Namun ada beberapa pendapat lain mengatakan
bahwa beridirinya PTAIN (bukan PTAIS) didasarkan faktor kecemburuan dari kaum
Nasionalis Islam terhadap Kaum Nasionlis Sekuler yang oleh pemerintah telah
dihadiahi lembaga Universitas Gadjah Mada pada tahun 1949 karena peran aktif
masyarakat Yogyakarta dalam melawan agresi Belanda. Sehingga pada tahun 1951
didirikanlah untuk pertama kalinya Perguruan tinggi Islam yang berstatus Negeri
di Yogyakarta. Walaupun pada awalnya banyak godaan-godaan politik, sehingga
terkesan bahwa semua manuver dan kegiatan PTAI tertuju hanya untuk kepentingan
Islam, lebih jelasnya lagi untuk memperbesar dan merapatkan barisian politik
kaum Muslim. Hal ini untuk mempersiapkan diri menjelang pemilu 1955.[11]

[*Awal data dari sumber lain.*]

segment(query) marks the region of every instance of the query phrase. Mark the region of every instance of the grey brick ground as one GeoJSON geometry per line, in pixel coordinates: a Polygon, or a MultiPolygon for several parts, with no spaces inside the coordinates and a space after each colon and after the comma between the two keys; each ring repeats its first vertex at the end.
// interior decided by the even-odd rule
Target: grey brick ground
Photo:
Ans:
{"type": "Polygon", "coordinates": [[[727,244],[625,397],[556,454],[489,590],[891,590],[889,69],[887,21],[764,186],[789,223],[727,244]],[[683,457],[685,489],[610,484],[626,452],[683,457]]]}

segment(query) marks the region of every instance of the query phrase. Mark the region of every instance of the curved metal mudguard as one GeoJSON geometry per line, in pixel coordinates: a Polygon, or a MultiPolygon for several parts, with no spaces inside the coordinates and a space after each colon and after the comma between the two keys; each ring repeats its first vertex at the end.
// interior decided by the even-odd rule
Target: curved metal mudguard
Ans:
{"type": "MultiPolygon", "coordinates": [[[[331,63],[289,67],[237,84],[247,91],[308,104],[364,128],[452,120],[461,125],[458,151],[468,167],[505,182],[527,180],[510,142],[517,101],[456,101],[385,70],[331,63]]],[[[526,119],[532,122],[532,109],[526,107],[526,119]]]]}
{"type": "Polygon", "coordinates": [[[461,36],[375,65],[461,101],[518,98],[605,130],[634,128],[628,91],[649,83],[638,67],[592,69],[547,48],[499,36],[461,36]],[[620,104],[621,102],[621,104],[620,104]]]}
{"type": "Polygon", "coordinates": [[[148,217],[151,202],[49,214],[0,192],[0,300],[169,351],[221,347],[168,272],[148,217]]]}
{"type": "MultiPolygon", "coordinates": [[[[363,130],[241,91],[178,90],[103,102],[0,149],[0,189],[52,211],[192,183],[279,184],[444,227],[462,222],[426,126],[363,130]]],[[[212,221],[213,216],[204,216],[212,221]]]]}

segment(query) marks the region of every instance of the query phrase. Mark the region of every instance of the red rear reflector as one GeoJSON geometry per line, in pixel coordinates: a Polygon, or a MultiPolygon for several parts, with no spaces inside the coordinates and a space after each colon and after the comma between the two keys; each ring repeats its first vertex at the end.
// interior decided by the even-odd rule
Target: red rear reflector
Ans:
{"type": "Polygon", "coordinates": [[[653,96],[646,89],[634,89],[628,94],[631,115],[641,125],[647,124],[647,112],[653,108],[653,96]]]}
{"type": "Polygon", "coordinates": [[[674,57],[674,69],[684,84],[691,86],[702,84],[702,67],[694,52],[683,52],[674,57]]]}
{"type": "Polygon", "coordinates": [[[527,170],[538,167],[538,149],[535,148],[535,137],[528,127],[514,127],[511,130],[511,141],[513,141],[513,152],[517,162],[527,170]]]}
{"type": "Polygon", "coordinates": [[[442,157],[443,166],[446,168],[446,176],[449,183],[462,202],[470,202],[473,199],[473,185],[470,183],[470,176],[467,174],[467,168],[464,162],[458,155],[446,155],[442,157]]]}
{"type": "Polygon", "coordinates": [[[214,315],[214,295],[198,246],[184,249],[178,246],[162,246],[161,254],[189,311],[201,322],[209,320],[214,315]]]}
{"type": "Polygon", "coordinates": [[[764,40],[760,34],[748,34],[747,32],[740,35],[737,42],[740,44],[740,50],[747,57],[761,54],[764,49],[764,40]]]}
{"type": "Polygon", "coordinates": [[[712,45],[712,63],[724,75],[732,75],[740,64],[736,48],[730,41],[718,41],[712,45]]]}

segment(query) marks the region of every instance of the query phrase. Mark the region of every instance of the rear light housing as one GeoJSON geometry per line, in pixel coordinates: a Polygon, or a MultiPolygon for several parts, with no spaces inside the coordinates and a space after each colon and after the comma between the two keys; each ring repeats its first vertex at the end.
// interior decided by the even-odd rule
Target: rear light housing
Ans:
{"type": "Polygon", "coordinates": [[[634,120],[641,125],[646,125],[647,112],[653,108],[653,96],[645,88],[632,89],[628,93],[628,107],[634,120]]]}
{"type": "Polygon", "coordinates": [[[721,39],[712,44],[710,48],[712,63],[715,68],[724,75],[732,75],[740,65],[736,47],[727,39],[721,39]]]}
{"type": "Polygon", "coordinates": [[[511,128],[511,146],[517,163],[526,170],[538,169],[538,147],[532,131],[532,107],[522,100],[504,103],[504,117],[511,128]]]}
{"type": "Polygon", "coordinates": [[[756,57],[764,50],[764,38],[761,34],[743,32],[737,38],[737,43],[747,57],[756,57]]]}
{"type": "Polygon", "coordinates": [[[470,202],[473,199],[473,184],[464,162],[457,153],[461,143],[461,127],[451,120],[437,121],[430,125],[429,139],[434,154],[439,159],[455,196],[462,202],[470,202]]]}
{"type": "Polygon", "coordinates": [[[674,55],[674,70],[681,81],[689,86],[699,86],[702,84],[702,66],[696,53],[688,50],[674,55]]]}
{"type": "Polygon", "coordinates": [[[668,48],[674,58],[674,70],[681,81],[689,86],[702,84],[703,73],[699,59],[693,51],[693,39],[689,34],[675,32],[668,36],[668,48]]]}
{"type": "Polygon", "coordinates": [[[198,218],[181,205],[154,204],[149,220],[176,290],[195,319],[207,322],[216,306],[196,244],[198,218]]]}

Sehingga dapat penulis simpulkan bahwa
endirian perguruan tinggi bisa juga menjadi mercusuar syiar Islam di Indonesia,
karena PTAI sangat berbeda dengan madrasah. Madrasah adalah untuk mendidik
generasi muda, namun PTAI adalah tempat untuk mendidik guru madrasah bahkan
untuk mendidik intelektual-intelektual di bidang lain. Selain itu dengan
berpendidikan tinggi maka umat islam bisa memiliki ilmu, memiliki kewibaan, dan
memiliki kematangan (kedewasaan) sehingga diharapkan bisa mengeluarkan umat
Islam dari jurang keterbelakangan, penjajahan belanda, dan ketertinggalan umat
islam dari para kaum nasionalis sekuler.
B.
Sejarah Perkembangan Nama-nama Perguruan
Tinggi Islam
Tercatat dalam sejarah bahwa nama Perguruan
Tinggi Islam di Indonesia terus mengalami perubahan sebagai upaya dalam
merespon perkembangan masyarakat. Perubahan nama-nama perguruan Tinggi itu
merupakan sebuah upaya konkrit untuk merubah sistem yang ada di dalam tubuh
lembaga tersebut. Perubahan nama itu secara teknis biasanya karena penggabuang
dari beberap perguruan tinggi islam, atau bahkan karena perpecahan dari lembaga
Induk perguruan tinggi. Perubahan tersebut bukan hanya berubah “papan namanya”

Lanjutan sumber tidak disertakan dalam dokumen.